Fernandes argues that the efficacy of the new approach was demonstrated in 1985, when NGOs were able to pressure British Prime Minister Margaret Thatcher to bring up the issue of East Timor's status during her visit to Indonesia that year: "virtually all the ICRC [International Committee of the Red Cross]'s immediate demands for prison visits and other forms of humanitarian access were then granted" (80). Pope John Paul II traveled to East Timor itself in October 1985, further heightening international awareness of the independence movement and of Indonesia's military occupation.
The author's close ties to Australian officials allowed him access to unpublished correspondence and interviews, including with Laurie Brereton, the Labor Party's shadow foreign secretary, who, in 1996, began a review of Australia's close relationship with Indonesia and backing of its occupation of East Timor. Brereton's initiative was supported by senior United Nations official Kofi Annan, soon to become the Secretary General. In October 1996, a most important international development gave Brereton's inquiry new momentum: the Nobel Peace Prize was awarded to Bishop Belo and José Ramos-Horta (169). Although not in power, the Australian Labor Party abruptly changed its policy and began to urge self-determination for East Timor. Indonesia for the first time faced the disapproval of its most important regional ally, Australia. When President Suharto resigned because of health issues, the succession crisis was magnified in Dili, where there were new protests for independence and a helicopter crash killed Indonesia's highest-ranking military officials for the East Timor region. A new organization, the National Council of Timorese Resistance (CNRT), issued a statement in July 1998, signed by Ramos-Horta and others, just as oil began to flow from offshore oilfields that had been divided between Indonesia and Australia; the statement called for independence and assured Australia of its large share of the oilfields of East Timor under any future Timorese government (175).

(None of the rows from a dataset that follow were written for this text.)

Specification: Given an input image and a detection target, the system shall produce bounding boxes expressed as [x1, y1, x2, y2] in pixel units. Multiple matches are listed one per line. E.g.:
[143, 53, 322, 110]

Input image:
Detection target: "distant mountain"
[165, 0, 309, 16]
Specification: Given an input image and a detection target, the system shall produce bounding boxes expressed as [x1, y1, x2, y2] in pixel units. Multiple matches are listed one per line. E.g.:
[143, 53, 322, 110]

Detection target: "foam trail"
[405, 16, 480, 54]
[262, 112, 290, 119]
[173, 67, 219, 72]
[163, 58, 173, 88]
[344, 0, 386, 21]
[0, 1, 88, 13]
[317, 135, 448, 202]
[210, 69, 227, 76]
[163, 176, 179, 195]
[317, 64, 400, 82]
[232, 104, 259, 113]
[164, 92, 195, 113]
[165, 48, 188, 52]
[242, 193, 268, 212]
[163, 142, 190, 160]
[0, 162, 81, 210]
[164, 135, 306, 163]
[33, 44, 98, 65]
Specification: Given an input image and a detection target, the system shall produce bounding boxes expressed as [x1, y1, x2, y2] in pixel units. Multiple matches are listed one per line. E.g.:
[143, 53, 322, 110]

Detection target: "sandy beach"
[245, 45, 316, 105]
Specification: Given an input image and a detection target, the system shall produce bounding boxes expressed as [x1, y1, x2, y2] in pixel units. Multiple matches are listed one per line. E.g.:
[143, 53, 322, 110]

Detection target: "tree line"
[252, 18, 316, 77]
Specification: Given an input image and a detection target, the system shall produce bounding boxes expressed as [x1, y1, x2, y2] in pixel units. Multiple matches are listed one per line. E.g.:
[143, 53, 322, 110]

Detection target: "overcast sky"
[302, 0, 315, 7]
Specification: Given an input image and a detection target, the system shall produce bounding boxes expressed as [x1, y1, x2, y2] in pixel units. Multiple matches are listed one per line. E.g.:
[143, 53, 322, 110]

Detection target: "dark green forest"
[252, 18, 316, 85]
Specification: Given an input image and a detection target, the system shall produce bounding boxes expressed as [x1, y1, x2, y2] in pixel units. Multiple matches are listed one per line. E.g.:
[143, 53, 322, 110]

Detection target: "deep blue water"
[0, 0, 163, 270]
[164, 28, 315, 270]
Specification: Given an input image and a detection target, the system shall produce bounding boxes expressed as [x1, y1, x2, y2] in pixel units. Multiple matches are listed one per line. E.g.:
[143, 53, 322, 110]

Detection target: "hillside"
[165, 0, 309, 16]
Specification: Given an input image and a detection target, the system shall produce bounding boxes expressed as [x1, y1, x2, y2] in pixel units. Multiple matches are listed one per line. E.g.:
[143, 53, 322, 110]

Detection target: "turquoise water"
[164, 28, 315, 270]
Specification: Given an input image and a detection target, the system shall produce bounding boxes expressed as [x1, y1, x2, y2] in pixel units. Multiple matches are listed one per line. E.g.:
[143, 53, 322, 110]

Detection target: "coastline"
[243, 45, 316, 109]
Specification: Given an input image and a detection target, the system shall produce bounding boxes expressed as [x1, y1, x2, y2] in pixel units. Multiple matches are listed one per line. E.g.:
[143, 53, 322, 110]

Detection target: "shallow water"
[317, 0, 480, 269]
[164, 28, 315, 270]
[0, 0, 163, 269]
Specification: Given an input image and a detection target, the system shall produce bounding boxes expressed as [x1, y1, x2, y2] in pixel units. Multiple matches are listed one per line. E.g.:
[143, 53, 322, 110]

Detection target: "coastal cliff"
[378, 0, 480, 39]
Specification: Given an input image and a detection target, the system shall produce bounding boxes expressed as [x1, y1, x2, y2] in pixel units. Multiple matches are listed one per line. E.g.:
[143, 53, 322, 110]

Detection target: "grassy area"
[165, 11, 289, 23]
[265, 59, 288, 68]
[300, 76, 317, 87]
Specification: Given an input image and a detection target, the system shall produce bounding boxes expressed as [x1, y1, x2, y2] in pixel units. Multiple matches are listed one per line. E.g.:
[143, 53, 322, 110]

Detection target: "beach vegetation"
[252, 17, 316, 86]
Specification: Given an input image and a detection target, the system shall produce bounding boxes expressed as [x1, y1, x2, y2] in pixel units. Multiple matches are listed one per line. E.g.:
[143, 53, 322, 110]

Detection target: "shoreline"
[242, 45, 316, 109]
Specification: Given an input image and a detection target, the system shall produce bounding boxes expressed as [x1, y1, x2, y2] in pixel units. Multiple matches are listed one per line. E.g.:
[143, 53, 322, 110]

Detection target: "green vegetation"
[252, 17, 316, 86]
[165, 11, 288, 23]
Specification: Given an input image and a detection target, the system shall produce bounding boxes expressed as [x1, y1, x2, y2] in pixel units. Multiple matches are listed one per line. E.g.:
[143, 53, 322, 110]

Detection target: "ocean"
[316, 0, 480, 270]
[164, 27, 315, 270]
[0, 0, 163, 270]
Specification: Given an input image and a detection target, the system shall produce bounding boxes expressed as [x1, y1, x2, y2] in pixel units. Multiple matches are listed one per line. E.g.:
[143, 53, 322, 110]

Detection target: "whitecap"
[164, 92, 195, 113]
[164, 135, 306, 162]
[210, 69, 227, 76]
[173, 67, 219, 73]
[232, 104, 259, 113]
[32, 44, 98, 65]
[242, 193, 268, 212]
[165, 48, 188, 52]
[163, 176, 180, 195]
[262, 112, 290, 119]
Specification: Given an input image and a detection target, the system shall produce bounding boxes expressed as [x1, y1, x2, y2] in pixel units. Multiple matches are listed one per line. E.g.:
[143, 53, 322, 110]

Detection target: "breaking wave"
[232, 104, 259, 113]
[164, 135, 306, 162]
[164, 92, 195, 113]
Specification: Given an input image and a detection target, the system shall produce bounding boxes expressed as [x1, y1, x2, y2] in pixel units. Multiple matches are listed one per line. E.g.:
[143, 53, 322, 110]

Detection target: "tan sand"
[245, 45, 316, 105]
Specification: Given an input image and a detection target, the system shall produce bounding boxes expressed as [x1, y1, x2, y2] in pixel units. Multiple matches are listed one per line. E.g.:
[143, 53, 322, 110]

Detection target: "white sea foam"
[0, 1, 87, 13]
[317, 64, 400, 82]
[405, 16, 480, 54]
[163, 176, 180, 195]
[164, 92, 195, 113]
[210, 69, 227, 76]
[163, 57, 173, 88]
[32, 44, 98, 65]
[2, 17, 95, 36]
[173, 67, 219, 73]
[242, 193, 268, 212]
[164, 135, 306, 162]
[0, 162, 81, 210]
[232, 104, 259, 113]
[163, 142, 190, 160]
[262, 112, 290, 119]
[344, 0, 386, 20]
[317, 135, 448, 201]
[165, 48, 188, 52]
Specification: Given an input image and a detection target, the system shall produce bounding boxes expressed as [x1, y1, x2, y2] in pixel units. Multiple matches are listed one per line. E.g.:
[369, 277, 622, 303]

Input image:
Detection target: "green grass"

The occupation of East Timor exacted a growing diplomatic price from Indonesia, and domestic discontent both in East Timor and on the mainland was rising. Under circumstances that Fernandes convincingly portrays as a crisis of confidence, Suharto's successor, B.J. Habibie, agreed to a referendum on independence in East Timor. Even so, Indonesia was clearly shocked when, in September 1999, "despite the climate of fear, the long campaign of intimidation, the presence of dubious voters from West Timor, and the fact that many voters did not believe their votes were secret, 78.5% of registered voters opted for independence from Indonesia" (185). Fernandes notes that Indonesia tried to reverse the vote by announcing the imposition of martial law and opposing the deployment of external peacekeeping forces. He persuasively implicates Australia in these policies, stressing its continued public support for Indonesia.

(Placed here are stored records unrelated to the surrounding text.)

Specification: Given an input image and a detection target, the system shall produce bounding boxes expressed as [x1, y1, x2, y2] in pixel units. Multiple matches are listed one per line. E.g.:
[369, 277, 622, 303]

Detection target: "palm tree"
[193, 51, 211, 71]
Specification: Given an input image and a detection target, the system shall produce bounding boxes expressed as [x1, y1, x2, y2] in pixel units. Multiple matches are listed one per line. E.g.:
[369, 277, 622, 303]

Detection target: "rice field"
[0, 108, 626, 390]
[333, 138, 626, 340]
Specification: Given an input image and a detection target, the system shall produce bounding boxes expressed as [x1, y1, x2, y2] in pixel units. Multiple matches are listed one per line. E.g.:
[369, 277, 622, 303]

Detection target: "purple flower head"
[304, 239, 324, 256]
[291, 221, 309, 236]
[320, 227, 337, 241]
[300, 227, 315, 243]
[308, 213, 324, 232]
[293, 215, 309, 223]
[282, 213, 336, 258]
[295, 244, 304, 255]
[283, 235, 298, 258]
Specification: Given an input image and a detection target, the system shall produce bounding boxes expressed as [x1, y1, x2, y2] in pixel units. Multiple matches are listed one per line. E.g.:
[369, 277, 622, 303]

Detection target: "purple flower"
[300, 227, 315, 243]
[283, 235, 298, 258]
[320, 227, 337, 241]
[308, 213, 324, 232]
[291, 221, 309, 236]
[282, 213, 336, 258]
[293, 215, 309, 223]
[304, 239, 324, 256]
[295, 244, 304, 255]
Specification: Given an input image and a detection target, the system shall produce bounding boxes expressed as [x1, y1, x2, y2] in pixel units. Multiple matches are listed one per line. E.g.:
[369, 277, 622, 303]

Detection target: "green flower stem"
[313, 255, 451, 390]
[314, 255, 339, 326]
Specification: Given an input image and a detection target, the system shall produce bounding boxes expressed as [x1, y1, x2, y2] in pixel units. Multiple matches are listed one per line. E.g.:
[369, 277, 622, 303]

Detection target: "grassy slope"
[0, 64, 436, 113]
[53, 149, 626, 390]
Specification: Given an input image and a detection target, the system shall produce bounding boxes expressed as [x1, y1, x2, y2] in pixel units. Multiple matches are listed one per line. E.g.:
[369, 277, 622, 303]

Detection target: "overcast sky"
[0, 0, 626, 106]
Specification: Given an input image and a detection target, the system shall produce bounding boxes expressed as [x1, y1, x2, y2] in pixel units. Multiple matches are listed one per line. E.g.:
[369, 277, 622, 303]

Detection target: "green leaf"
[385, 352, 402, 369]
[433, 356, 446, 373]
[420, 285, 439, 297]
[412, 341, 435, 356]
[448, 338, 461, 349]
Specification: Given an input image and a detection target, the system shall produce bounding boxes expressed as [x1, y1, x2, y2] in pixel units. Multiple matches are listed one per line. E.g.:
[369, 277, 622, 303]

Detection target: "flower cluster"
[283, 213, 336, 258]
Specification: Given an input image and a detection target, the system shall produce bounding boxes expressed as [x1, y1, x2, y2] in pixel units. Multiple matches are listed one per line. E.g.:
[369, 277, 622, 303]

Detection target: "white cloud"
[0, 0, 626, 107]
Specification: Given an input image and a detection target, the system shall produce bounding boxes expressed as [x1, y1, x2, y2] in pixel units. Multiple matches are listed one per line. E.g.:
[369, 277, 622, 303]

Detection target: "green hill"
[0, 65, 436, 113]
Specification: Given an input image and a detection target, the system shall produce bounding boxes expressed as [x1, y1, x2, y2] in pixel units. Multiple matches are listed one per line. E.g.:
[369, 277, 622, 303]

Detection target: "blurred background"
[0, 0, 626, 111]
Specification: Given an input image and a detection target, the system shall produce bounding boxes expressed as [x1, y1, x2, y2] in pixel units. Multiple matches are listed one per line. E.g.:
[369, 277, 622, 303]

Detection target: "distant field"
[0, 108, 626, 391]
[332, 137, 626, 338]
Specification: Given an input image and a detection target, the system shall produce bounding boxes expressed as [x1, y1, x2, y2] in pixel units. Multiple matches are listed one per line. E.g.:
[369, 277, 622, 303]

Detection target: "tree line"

The book has its shortcomings. The final chapter disappoints in not covering the period between the self-determination vote and East Timor's actual achievement of independence in 2002. Fernandes concentrates on Australian policy, not East Timor, Indonesia, or the United Nations, thus never taking the reader to the natural denouement. Also, there are no maps, which would have helped readers grasp, for example, the geographical aspects of the independence struggle or the international dimensions of the oil production issue.
Nonetheless, The Independence of East Timor offers the clearest, most detailed presentation to date of the East Timorese battle against the ironic and brutal colonial rule of Indonesia. It is broadly researched and much enriched by the author's privileged access to information hitherto outside the public domain. It also fills a gap in the literature through its in-depth account of the international alliance of activists who rallied support for East Timor's independence and effectively helped secure the Nobel Peace Prize for the heroes of the deeply endangered freedom movement. The book is imperative reading for scholars concerned with the recent history of independence movements and for anyone with an interest in new strategic studies, postcolonialism, international relations, modern revolutions, small wars and insurgencies, and Southeast Asian and Australasian studies.